The gross domestic product (GDP) figures for the January - March 2020 quarter (Q4FY20 / Q1CY20) to be released on Friday could perhaps give a glimpse of the severity of the impact of the nation-wide lockdown imposed by the government in the wake of Covid-19 pandemic. The numbers, which are likely to come in post-market hours on Friday, will start to reveal the pain economy had to undergo as Covid-19 brought all activity to a standstill from the last week of March 2020.
While estimates vary across brokerages and economists, the common thread that runs through these estimates is the fact that the economy is headed towards a recessionary phase with some even expecting growth to contract over 5 per cent in financial year 2020-21 (FY21).
Here is what economists at leading research houses expect in terms of Q4FY20 GDP.
Nomura
High-frequency growth indicators are exhibiting broad-based declines across indicators on both the demand and the supply sides. However, the contraction in discretionary consumption and services has exceeded the slump in investment and industrial activity.
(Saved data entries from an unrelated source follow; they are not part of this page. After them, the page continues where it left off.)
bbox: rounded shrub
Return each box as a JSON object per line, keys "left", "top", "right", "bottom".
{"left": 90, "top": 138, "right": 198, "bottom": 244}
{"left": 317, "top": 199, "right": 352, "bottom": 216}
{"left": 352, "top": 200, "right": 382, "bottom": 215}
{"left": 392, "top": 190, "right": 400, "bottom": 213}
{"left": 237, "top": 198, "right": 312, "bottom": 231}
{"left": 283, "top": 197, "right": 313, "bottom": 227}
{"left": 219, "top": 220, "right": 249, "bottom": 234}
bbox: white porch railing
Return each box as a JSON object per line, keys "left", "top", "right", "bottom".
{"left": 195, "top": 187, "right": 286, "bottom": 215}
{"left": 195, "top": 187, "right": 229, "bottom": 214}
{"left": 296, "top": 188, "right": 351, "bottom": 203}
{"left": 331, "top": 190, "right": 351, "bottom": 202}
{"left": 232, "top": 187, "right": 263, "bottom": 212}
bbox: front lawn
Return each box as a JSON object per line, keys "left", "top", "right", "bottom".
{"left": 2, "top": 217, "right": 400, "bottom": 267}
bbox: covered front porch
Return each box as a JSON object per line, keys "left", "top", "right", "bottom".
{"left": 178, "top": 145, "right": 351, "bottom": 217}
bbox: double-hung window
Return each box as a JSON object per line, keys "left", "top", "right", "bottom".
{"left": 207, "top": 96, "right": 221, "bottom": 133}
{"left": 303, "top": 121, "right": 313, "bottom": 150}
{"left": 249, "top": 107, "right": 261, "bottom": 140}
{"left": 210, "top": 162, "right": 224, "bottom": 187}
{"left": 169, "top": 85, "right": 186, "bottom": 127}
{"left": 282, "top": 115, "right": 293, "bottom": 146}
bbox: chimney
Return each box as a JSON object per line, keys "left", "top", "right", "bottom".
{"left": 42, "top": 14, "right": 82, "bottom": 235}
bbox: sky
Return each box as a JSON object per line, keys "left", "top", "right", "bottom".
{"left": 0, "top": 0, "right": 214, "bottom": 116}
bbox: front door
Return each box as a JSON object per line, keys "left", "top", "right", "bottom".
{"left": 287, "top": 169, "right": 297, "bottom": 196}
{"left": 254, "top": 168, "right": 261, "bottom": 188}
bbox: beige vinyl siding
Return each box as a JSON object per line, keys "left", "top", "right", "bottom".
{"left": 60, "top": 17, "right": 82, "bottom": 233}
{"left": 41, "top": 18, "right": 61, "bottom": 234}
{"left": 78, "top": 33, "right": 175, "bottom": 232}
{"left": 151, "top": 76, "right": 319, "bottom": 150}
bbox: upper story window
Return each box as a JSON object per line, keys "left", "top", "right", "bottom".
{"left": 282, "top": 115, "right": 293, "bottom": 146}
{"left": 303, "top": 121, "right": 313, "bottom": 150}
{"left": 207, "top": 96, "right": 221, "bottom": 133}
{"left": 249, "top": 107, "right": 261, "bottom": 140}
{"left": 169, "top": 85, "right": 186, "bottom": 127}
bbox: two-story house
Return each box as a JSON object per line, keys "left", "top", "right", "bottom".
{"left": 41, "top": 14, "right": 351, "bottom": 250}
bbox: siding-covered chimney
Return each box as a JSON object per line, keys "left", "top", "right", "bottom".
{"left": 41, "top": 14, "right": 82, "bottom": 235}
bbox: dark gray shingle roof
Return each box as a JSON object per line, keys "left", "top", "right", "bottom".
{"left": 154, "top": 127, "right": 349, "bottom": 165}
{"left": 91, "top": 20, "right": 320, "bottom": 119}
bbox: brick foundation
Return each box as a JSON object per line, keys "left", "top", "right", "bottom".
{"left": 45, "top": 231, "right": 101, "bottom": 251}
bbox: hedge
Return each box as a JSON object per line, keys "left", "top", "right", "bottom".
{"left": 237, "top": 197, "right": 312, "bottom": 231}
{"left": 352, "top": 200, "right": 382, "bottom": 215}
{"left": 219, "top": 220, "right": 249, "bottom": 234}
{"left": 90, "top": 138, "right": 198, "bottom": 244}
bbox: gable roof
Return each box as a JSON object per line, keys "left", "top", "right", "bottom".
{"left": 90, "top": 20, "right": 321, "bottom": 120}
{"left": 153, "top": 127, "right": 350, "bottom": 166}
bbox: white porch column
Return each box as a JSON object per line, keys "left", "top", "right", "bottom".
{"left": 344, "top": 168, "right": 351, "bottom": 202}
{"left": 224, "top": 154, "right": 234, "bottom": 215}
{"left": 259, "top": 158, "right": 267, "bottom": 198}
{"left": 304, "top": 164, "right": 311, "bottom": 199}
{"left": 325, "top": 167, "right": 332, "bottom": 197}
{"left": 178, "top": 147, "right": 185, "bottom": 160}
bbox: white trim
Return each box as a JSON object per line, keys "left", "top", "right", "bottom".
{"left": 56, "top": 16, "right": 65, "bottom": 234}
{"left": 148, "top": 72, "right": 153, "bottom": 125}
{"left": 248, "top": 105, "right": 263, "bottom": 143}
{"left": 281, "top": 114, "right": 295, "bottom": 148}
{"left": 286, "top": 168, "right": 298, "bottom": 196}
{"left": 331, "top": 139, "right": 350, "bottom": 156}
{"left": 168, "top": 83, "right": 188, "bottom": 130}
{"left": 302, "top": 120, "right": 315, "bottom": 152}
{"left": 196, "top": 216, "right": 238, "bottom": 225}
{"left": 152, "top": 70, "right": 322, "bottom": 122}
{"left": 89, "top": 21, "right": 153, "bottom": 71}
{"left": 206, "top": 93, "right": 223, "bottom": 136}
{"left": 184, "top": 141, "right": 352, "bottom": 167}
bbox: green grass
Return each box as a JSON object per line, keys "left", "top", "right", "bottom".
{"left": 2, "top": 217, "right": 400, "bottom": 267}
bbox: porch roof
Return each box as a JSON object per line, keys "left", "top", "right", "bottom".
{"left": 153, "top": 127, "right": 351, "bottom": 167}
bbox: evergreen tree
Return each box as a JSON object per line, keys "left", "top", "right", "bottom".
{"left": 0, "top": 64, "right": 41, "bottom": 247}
We expect real GDP growth to contract 5 per cent y-o-y in 2020 and remain negative for three consecutive quarters. Our quarterly profile has growth faltering to 1.5 per cent y-o-y in Q1-2020 (January-March / Q4FY20), before contracting to 14.5 per cent in April-June, and then weakly recovering to -6 per cent in the July-September quarter and -1.5 per cent in the October-December 2020 period.
HSBC
The two week lockdown in March is likely to have erased the gains of January and February. The March IIP contracted 16.7 per cent y-o-y, electricity consumption came in 25 per cent below normal, and the unemployment rate rose to above 24 per cent. Our India Growth Tracker (IGT) suggests that activity momentum in March contracted 50 per cent annualised in GDP equivalent terms. For the quarter as a whole (January-March 2020), this point towards around 10 per cent annualised sequential contraction, and a 0 – 0.5 per cent y-o-y GDP growth.
CARE Ratings
Q4-FY20 growth rate would also be relevant when estimating the Q1-FY21 growth rate when economic activity had come to a virtual standstill in April and showed extremely limited momentum in May with the services sector being affected the most. We expect GDP growth in Q4 to be 3.6 per cent with the headline number coming down to 4.7 per cent for the entire year. Growth was 5.1 per cent for the first 9 months and would come down to 4.7 per cent by our estimates.
DBS
The DBS Momentum indicator points to a drop in Q1-20 (Q4FY20), underscoring our forecast for growth at 1.3 per cent y/y vs December 2019 quarter’s 4.7 per cent. The Reserve Bank of India (RBI) delivered an intermeeting cut last week, with the Governor noting that it was expected that full-year growth might be in negative. DBS 2020 current forecast at -3 per cent y/y is tilted towards our risk-case of -5.5 per cent as lockdown stands extended four times, ending on May 31, even as partial reopening is underway. This would mark the first recession since 1980.
UBS
Weaker-than-expected domestic economic activity and the ongoing global recession lead us to lower our estimates for FY21 real GDP growth, from -0.4 per cent YoY to -5.8 per cent YoY, indicating India could be moving towards its worst-ever recession. We now expect GDP to contract 40 per cent QoQ annualised in the June 2020 quarter on unprecedented weakness in economic data.